Accepted work per dollar — quality-gated, never raw volume. Spend is only meaningful
next to a quality signal; Outcomes pairs cost with acceptance/rework data so cost
reduction can't be gamed by producing less or worse work.

## The square node: Console isn't a seventh stage

You'll also see a **square** node next to the six diamonds, labeled `CONSOLE`. It is
deliberately not part of the rail sequence, because it answers a different question:

* The rail (diamonds) **observes** — it shows you what already happened to a request.
* The Console (square) **configures** — it's where you change how the *next* request
  will be handled: connecting a provider, editing a policy, minting a key, setting the
  cache threshold.

If a screen describes something that happened to a request, it belongs on the rail. If
it changes how requests get handled, it belongs in the Console. See
[The Console](/concepts/console) for how Console sections are organized.

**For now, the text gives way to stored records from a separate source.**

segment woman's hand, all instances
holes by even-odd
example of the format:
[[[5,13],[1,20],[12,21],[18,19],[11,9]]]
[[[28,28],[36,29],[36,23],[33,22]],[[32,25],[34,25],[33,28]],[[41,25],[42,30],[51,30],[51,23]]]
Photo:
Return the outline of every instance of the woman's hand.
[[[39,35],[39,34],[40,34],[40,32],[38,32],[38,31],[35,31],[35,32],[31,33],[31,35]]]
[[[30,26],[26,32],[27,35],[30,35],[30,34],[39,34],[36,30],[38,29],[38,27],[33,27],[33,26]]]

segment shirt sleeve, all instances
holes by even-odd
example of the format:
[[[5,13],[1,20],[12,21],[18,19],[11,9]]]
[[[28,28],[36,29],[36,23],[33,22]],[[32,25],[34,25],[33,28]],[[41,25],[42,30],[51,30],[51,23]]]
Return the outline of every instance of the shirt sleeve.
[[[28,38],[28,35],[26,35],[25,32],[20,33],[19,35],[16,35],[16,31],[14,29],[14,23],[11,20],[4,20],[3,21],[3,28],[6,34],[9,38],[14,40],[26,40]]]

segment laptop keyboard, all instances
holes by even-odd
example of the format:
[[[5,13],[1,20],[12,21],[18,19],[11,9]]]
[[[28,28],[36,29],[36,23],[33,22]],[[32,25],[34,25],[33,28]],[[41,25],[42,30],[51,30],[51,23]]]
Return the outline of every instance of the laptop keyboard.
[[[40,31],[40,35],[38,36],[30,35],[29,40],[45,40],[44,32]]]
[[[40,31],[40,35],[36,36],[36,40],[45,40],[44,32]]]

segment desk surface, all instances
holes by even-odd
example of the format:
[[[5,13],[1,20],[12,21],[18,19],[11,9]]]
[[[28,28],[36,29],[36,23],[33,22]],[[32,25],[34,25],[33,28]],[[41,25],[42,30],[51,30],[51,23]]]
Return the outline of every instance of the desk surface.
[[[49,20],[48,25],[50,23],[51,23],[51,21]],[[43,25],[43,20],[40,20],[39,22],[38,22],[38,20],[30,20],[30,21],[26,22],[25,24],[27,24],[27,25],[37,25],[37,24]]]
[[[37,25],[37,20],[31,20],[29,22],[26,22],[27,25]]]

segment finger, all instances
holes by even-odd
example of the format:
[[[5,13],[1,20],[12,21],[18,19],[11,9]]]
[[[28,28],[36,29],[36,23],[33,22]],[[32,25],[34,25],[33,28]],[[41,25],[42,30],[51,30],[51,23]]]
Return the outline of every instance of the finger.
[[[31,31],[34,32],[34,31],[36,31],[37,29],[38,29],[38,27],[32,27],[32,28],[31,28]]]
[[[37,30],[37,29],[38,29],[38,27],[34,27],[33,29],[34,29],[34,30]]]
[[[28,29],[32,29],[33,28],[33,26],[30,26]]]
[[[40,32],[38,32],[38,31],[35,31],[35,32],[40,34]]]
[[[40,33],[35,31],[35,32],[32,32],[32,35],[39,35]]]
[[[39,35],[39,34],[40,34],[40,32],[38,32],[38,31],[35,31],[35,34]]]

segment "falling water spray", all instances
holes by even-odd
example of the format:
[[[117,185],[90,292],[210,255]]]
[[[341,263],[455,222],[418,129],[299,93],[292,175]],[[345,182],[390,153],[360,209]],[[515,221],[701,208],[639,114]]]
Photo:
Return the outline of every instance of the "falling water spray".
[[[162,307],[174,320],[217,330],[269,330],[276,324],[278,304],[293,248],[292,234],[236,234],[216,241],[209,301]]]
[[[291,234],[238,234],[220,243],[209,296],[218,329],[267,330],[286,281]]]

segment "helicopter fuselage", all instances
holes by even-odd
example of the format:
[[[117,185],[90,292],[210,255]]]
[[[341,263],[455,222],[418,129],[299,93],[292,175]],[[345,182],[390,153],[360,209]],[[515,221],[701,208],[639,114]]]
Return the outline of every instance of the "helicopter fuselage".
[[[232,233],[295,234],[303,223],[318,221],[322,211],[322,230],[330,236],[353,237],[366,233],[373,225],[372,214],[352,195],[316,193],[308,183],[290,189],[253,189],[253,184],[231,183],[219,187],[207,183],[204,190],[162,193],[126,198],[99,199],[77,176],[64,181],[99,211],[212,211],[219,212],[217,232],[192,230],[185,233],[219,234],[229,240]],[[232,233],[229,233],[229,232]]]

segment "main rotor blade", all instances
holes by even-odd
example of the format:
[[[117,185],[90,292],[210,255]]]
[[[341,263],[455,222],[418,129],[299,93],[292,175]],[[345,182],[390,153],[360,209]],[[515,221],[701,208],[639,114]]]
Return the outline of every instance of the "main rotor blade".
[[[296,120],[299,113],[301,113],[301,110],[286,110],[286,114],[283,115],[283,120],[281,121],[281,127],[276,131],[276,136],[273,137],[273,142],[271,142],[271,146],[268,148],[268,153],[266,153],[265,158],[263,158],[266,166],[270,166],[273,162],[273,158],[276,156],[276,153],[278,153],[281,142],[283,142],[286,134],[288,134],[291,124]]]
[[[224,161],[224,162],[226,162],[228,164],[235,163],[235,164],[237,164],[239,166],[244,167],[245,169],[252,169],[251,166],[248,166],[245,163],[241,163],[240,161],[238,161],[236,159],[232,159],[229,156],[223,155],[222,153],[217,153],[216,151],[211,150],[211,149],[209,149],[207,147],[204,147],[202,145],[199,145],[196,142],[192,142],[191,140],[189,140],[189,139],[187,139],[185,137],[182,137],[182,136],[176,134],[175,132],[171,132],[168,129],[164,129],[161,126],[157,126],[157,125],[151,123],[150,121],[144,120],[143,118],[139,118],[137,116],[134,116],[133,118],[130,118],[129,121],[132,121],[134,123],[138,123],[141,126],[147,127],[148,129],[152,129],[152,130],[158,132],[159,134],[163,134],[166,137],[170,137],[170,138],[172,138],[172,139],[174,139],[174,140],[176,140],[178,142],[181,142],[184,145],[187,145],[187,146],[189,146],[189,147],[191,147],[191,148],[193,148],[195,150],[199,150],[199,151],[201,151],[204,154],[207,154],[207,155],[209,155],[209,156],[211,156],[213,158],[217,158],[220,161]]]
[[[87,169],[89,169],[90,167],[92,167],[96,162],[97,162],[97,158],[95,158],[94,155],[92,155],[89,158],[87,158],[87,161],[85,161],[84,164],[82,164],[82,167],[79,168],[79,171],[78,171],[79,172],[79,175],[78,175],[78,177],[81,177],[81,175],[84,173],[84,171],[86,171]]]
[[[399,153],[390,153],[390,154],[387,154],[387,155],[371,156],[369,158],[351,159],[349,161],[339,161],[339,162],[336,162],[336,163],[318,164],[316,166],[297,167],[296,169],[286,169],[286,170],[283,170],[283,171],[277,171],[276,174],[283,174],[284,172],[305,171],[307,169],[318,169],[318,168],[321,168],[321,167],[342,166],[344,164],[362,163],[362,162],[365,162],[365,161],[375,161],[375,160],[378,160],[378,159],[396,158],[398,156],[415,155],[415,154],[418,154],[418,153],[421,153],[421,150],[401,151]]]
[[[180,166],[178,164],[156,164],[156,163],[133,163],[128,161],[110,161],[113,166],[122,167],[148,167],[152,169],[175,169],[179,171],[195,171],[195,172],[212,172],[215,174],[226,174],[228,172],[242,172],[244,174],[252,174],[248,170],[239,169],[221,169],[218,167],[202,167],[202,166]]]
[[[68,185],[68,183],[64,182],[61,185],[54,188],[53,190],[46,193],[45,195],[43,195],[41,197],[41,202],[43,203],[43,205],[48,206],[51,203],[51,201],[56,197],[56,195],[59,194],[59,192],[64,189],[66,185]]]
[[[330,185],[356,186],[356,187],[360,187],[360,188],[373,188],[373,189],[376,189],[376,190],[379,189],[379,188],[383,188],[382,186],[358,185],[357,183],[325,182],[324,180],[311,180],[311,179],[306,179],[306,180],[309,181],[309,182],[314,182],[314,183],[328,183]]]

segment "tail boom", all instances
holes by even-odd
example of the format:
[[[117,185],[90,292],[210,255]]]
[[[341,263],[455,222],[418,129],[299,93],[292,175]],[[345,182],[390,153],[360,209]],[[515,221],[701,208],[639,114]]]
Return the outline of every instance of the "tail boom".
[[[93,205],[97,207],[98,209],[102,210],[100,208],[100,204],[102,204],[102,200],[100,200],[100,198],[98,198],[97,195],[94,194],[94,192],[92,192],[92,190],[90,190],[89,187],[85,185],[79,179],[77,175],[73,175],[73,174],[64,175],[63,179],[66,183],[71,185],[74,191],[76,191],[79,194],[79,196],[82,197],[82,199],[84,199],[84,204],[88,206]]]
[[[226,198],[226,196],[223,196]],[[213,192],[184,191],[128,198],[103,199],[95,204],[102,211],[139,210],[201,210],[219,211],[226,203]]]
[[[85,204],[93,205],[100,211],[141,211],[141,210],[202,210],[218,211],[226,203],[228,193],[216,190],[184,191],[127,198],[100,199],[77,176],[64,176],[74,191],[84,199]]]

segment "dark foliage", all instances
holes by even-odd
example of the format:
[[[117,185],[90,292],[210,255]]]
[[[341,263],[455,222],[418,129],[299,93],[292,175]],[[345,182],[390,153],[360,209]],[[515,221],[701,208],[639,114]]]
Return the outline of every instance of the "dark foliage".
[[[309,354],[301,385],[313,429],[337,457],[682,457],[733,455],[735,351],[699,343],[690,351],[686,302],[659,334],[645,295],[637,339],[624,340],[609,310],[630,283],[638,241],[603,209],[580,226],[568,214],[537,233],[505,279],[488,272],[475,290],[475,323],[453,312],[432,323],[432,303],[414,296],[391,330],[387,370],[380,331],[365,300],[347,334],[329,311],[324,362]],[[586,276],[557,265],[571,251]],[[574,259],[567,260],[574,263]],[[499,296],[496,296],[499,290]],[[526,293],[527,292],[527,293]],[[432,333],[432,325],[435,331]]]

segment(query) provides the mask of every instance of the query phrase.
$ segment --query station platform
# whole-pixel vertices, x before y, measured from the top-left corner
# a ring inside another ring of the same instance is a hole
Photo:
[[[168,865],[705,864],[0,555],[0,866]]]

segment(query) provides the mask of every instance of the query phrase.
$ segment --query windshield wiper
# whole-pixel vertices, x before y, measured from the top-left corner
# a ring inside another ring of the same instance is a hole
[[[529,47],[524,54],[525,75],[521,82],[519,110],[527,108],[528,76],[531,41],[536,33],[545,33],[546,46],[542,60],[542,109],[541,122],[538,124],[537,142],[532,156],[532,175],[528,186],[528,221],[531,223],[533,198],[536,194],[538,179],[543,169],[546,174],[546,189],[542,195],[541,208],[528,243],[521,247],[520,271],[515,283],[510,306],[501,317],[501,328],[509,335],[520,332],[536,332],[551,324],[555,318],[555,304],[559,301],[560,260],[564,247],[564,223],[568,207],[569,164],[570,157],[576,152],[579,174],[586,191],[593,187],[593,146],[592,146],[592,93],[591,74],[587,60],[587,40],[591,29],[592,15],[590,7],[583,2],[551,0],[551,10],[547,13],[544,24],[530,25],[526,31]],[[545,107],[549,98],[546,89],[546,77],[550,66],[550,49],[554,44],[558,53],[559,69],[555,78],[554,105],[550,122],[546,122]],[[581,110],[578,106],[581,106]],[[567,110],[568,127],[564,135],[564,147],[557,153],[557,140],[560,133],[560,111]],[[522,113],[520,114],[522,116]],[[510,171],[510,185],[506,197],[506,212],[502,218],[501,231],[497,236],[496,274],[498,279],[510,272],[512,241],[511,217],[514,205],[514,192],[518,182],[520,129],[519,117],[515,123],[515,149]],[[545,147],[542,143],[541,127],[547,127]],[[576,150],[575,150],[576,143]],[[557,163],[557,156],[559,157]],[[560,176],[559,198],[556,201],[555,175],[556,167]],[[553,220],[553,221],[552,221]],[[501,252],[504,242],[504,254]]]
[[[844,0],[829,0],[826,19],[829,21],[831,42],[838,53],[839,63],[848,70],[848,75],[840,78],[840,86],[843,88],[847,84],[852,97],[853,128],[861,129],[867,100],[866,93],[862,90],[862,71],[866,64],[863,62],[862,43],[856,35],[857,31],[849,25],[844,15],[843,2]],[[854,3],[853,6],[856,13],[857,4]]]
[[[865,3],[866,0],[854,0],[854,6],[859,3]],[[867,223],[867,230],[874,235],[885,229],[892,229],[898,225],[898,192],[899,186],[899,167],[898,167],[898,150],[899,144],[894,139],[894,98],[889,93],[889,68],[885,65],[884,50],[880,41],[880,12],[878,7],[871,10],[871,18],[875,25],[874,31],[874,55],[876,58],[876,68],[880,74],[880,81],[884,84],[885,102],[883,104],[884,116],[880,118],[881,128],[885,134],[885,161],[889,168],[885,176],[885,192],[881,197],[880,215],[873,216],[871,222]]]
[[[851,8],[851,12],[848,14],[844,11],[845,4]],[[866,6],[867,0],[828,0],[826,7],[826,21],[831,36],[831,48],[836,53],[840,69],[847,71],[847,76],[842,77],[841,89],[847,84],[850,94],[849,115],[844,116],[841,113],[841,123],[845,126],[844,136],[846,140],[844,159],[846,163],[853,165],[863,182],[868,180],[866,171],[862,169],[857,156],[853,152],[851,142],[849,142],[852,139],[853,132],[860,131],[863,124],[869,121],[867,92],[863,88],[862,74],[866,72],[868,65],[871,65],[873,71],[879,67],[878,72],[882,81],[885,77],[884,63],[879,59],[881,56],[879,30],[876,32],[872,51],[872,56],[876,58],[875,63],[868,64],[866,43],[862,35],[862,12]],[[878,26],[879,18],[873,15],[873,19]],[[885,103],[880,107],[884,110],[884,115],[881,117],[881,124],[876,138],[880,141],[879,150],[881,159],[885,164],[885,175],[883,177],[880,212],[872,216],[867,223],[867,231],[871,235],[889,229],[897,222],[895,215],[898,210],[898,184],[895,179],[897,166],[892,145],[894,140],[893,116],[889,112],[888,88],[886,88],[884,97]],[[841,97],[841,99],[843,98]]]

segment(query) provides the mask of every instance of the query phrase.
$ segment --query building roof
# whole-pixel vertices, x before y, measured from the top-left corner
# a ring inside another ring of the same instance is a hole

## The four pillars, regrouped

Wardin's four-pillar model isn't a separate concept from the six stages above — it's
the same six stops, regrouped:

| Pillar           | Stages                   |
| ---------------- | ------------------------ |
| **Gateway**      | Ingress · Policy · Route |
| **Cost**         | Ledger                   |
| **Evidence**     | Evidence                 |
| **Productivity** | Outcomes                 |

One gateway sitting in the request path produces all four; you don't stitch together a
separate guardrail tool, FinOps tool, audit tool, and productivity tool to get them.